Aujourd'hui les synchrotrons c'est plus de 70 installations dans le monde, dont 2 en France: SOLEIL à Saclay et l'ESRF à Grenoble (cocorico !).

Oui bon blablabla... Et sinon, tu nous la racontes ta visite?

Je digresse, je digresse. Mais c'est pas une raison pour être aussi peu révérencieux.

Notre visite commence dans un grand bâtiment blanc immaculé, du genre ultramoderne et pas facile à nettoyer. Nous y rencontrons Jeff, personnage antipathique qui va nous guider à travers les méandres de l'immense laboratoire. En guise d'introduction, Jeff nous annonce que, comme nous sommes le dernier groupe et qu'il n'a pas de temps à perdre, il va écourter notre visite. Ambiance. Il nous regroupe ensuite face à une grande maquette de l'installation, pour nous expliquer dans les grandes lignes le principe du synchrotron ainsi que l'agencement du lieu. Avant de pénétrer dans l'enceinte du bâtiment, chaque personne reçoit un badge de visiteur. Notre guide, lui, se munit d'un petit dosimètre qui mesure passivement le taux de radioactivité en cas d'accident majeur. Rassurant.


 Puis nous sommes conduits dans le fameux bâtiment où la science se fait. A l'accueil, une dizaine d'horloges indique les heures du monde entier. Il y a même un magasin de goodies ! Si jamais il vous prend l'envie soudaine d'acheter des boules anti-stress aux couleurs de votre synchrotron préféré, c'est ici qu'il faut vous rendre. Sur le mur, une carte du monde criblée de centaines de punaises sur différents pays célèbre le côté international de la recherche.


En pénétrant dans l'immense salle circulaire on a l'impression d'avoir infiltré un repère de méchant de James Bond. Imaginez une gigantesque usine bourrée de tours informatiques, de millions de câbles enchevêtrés et d'azote liquide qui fume. Des containers disposés un peu partout sont les refuges des expériences en cours. Vous sentez cette odeur ? C'est l'odeur de la SCIENCE.

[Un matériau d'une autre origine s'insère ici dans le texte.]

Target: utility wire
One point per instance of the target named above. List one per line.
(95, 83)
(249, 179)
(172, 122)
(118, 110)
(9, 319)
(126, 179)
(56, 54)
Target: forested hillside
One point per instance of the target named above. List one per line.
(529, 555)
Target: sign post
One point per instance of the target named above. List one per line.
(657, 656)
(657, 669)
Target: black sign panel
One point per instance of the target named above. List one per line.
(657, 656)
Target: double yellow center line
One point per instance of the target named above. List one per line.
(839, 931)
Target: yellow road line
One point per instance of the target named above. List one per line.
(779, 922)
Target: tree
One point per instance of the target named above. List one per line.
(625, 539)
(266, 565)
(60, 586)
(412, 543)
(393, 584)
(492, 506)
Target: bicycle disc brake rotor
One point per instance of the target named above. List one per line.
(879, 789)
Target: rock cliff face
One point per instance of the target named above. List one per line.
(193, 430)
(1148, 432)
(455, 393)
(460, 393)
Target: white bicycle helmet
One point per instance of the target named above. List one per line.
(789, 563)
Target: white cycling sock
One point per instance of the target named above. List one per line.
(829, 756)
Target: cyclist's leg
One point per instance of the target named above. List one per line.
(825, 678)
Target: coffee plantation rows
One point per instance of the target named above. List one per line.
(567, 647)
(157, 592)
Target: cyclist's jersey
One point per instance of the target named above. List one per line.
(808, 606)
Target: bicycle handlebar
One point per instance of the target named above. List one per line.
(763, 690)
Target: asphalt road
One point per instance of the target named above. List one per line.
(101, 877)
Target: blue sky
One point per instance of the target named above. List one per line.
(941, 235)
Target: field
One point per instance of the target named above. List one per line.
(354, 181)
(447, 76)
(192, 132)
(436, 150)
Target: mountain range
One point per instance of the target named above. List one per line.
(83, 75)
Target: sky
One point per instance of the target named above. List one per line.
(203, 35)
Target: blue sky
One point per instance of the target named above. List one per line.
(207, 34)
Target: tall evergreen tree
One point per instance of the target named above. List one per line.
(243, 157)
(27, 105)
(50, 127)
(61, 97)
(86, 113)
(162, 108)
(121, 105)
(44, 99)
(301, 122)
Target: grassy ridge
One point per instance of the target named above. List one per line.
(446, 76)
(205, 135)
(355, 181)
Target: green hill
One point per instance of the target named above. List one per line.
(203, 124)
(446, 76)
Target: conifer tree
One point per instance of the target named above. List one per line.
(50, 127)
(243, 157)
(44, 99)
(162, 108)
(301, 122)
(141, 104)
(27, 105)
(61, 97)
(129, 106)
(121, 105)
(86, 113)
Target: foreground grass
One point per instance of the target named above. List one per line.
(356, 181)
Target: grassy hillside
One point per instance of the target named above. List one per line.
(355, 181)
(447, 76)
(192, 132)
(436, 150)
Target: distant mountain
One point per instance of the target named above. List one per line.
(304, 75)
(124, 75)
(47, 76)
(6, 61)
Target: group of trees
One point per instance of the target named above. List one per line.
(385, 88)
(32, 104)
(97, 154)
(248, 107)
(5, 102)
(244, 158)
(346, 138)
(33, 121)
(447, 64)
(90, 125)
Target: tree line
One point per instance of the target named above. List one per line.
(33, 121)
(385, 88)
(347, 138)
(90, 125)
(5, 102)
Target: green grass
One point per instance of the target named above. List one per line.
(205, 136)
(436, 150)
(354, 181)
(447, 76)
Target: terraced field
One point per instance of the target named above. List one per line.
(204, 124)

En m'approchant d'un container, je remarque qu'une expérience impliquant des radiations dangereuses a lieu en ce moment même. Je ne m'en approche pas plus...


Nous continuons tranquillement la visite, quand soudain... Là ! Au milieu d'un espace dégagé gît un prototype d'aimant utilisé dans l'anneau de stockage ! Je résiste à l'envie pressante d'y plonger la tête, idée en partie réfrénée par l'ensemble des astrophysiciens VIP qui nous accompagnent... Sur l'écriteau qui accompagne la machine, on peut lire: "Les grands aimants jaunes forcent les électrons à tourner, créant de la lumière de forte intensité. Les aimants verts et rouges, plus petits, servent à concentrer et à orienter les électrons."



Des écrans de contrôle sont disposés à intervalles réguliers tout autour de la salle. Ils donnent des informations sur l'accélération en cours, et sont trop classe.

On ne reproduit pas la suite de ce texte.